At the time of writing, Dermira and Almirall are still drawing up phase 3 trial design, and Casanovas has not ruled out head-to-head trials against rivals.
“We are still in discussions with Dermira and will disclose the phase 3 trials we are planning for this product.”
Encouraged by Dupixent
Almirall is understandably coy about its plans for pricing at such an early stage in development, but is nevertheless encouraged by the Dupixent’s performance in the European market.
Sales are mounting, especially in Germany where there is free pricing in the first year of a product’s life, and the drug has even been recommended by NICE, albeit at a commercially secret discount.
Casanovas said: “Dupilumab is paving the way in pricing for other biologics to enter the market. The strategy that Dermira will follow is under internal discussion but I think we will take an approach that will ensure we are accessing the countries with a good price and reimbursement strategy.”
He said that lebrikizumab could generate sales of around 450 million euros per year at peak in Europe where Almirall has marketing rights.
“The performance we expect from dupilumab is high and the investors are also predicting a good level in sales.

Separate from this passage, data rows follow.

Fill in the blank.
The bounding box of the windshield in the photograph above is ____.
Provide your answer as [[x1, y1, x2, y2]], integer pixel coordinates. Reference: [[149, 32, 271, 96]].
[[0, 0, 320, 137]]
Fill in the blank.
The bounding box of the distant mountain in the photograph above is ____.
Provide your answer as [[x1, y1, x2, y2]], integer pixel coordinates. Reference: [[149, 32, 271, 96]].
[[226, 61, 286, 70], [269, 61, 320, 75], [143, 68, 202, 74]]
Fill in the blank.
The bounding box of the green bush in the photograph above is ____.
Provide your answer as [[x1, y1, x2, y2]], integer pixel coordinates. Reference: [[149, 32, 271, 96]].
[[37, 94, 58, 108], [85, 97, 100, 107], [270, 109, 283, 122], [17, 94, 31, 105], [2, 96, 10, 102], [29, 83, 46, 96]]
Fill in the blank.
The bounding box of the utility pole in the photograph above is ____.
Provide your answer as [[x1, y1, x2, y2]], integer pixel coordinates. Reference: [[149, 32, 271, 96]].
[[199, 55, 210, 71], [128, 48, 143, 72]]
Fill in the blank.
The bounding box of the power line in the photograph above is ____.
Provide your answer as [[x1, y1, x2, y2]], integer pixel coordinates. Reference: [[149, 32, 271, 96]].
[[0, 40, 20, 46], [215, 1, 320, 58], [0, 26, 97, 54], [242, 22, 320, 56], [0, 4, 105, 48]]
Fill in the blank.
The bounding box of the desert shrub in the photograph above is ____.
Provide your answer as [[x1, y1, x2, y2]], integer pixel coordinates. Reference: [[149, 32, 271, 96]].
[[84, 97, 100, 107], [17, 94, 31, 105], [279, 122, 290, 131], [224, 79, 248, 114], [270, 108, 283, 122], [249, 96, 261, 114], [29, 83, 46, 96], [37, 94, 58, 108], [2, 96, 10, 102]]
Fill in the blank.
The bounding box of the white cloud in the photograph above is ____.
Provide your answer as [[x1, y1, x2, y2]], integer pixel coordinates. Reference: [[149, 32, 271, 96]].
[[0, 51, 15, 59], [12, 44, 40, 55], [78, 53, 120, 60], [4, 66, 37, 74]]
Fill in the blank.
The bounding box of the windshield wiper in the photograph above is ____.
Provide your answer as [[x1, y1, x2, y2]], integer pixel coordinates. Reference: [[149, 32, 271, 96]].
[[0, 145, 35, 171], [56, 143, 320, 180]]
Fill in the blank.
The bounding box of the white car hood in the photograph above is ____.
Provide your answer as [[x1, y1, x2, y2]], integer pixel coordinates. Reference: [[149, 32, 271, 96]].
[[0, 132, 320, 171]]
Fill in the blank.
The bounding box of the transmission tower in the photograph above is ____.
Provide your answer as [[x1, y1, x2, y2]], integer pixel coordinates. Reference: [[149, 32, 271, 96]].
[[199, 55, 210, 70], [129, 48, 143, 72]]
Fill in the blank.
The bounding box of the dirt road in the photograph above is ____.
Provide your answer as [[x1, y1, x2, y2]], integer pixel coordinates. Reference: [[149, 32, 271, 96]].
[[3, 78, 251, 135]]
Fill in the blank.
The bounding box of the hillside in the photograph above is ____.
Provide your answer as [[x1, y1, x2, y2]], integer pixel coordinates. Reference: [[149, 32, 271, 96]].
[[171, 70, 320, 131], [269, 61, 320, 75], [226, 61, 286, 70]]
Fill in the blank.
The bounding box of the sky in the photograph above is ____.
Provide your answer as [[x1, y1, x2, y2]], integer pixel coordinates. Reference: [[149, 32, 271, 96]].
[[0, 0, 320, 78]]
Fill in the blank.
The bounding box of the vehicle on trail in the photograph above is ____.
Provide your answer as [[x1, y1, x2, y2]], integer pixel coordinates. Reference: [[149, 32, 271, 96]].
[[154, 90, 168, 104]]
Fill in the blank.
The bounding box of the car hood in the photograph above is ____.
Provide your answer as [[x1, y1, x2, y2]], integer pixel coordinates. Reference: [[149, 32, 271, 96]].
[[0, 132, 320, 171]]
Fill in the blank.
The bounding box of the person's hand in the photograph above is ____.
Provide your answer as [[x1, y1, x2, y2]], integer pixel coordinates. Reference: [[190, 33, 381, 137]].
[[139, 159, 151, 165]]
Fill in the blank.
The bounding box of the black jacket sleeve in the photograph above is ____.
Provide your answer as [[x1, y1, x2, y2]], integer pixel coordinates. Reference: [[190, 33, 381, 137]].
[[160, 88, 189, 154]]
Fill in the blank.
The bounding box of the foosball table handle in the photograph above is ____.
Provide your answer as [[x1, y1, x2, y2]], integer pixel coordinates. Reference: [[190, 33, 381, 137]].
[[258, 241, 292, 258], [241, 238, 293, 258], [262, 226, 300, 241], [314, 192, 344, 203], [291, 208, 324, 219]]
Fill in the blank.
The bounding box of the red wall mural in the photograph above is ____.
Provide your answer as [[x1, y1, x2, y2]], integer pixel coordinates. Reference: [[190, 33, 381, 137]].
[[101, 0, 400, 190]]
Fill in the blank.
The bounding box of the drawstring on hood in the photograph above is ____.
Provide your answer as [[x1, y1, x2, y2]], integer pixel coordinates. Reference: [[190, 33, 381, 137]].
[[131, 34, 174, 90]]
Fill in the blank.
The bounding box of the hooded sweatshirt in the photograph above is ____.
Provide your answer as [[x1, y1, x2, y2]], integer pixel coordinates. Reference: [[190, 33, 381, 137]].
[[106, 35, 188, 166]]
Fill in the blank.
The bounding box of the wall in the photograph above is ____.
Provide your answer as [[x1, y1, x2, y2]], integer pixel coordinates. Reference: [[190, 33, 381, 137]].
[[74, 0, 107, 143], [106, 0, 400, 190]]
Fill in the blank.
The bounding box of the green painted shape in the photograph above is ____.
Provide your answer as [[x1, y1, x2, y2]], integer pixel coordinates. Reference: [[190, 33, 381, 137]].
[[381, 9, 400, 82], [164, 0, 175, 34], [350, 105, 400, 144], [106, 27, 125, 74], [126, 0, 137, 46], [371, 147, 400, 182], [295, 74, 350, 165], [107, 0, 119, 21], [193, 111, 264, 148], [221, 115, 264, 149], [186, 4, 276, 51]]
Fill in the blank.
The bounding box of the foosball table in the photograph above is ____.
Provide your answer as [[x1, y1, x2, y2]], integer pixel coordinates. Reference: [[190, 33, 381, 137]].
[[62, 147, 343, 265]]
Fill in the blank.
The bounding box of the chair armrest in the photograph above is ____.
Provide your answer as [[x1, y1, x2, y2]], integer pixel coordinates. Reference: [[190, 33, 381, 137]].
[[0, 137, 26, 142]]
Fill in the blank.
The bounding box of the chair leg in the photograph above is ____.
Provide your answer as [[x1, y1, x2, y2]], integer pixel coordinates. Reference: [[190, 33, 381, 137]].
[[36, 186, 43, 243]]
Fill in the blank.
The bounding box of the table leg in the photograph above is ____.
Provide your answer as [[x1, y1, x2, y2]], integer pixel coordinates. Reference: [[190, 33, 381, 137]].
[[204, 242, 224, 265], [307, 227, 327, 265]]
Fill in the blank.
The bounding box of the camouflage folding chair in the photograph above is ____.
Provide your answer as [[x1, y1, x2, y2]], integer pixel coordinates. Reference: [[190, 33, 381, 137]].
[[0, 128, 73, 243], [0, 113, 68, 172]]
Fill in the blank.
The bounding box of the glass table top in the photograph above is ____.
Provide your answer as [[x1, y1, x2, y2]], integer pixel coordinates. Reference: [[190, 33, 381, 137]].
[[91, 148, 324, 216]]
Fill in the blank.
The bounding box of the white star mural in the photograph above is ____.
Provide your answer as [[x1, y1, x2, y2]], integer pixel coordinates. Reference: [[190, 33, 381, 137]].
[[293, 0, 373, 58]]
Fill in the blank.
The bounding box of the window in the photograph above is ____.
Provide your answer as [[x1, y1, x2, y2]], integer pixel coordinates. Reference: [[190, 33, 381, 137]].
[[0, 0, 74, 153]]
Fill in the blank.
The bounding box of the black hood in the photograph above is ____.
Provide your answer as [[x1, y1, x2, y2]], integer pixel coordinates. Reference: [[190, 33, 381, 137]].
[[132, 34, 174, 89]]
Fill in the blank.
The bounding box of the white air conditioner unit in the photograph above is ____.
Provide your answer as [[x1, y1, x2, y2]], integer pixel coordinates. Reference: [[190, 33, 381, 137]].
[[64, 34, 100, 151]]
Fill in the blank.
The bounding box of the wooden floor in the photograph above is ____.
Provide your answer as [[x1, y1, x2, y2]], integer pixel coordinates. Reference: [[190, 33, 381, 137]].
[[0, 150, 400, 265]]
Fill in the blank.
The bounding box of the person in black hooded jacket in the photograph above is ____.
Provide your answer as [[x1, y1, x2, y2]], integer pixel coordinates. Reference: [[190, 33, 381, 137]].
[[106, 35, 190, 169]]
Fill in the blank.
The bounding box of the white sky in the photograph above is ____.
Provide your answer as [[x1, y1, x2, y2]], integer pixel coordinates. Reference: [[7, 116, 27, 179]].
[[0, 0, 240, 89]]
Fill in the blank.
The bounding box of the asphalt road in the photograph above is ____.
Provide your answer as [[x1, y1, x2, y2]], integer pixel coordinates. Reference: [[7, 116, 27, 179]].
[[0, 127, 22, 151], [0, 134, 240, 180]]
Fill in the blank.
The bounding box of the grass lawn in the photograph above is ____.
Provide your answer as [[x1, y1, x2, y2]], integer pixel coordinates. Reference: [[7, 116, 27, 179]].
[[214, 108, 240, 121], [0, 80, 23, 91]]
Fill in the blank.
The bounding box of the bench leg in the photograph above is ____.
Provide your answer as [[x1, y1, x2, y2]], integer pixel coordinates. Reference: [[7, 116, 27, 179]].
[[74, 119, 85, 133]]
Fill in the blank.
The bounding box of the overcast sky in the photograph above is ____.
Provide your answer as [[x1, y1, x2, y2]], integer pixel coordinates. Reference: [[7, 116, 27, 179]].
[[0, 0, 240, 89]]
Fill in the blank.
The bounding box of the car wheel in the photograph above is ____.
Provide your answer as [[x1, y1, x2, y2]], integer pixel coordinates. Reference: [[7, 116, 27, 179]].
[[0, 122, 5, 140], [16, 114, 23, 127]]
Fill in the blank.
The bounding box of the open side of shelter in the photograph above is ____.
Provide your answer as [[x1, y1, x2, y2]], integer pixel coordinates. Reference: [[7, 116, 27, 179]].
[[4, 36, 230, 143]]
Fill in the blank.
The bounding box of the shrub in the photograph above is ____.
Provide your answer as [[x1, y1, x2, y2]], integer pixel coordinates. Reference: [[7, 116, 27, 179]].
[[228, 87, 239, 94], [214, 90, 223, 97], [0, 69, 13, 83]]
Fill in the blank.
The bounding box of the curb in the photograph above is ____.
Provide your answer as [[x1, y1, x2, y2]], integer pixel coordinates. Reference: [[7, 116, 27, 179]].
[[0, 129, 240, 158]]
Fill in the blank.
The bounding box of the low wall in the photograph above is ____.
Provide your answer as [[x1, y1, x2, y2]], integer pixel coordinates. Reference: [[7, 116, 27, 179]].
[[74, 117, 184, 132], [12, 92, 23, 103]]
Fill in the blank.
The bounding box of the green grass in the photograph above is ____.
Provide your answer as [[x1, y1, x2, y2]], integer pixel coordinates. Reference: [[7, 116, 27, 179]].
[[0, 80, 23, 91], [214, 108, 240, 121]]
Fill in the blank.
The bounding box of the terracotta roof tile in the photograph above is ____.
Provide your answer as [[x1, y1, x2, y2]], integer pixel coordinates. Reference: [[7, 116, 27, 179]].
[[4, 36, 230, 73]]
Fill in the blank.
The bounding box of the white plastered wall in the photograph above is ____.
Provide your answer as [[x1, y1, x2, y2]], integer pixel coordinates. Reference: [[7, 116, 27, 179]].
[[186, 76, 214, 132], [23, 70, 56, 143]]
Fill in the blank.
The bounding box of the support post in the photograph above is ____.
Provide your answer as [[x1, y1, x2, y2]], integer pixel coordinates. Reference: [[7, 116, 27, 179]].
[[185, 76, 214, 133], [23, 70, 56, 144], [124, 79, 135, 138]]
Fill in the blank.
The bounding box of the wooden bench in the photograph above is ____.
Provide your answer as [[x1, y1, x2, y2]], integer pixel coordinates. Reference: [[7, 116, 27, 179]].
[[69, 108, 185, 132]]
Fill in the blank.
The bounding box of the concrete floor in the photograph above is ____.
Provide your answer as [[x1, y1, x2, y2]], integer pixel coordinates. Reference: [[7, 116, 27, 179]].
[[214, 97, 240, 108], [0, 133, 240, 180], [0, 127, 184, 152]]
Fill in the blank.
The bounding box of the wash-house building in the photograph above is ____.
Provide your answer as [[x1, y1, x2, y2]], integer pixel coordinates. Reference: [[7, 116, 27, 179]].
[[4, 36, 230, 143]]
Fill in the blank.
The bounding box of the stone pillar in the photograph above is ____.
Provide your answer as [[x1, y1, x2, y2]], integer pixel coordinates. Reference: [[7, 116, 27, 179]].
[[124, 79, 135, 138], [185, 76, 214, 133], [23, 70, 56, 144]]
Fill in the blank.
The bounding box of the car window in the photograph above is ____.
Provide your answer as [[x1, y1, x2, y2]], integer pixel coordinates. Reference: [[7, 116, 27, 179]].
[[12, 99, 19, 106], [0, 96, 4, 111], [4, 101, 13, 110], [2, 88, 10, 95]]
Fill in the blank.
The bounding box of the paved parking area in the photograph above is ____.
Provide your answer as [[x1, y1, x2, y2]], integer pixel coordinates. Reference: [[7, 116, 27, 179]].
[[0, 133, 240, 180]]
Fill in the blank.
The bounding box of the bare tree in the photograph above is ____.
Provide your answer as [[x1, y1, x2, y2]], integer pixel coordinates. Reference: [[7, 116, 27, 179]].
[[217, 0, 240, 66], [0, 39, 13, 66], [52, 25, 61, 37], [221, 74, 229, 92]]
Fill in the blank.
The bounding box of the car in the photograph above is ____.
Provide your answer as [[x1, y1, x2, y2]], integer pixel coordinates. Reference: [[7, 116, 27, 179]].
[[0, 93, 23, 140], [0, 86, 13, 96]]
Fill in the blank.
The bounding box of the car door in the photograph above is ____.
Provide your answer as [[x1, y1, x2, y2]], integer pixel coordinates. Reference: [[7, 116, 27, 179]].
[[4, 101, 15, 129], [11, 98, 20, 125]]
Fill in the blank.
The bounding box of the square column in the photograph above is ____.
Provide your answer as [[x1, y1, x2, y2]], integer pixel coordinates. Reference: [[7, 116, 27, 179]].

“What I am saying is that it will pave the way for others to hit the market. Companies like LEO, companies like Almirall would benefit from that.”
Almirall acknowledges that LEO could also come into play as a competitor but Casanovas said that the Spanish firm is seen as a “partner of choice” in dermatology.
“Our relationship with LEO is good. I think that they will start commercialising biologics.”
Casanovas notes that he expects LEO’s tralokinumab to hit the market sometime before lebrikizumab as LEO’s drug is ahead of Almirall’s drug in the pipeline, with several phase 3 trials already started.
But he is confident that despite the increasingly competitive nature of the market there will be room for more drugs as long as they can show improved performance over their competitors.
Casanovas’ comments suggest a scenario such as that seen in psoriasis, where a number of manufacturers have different products that are vying to outperform each other.
It’s also important for patients to have a range of drugs to choose from depending on their individual preferences.
He concluded: “It is a very underserved market with high potential and with differentiating factors such as efficacy, safety and convenience we can have a very nice market share.”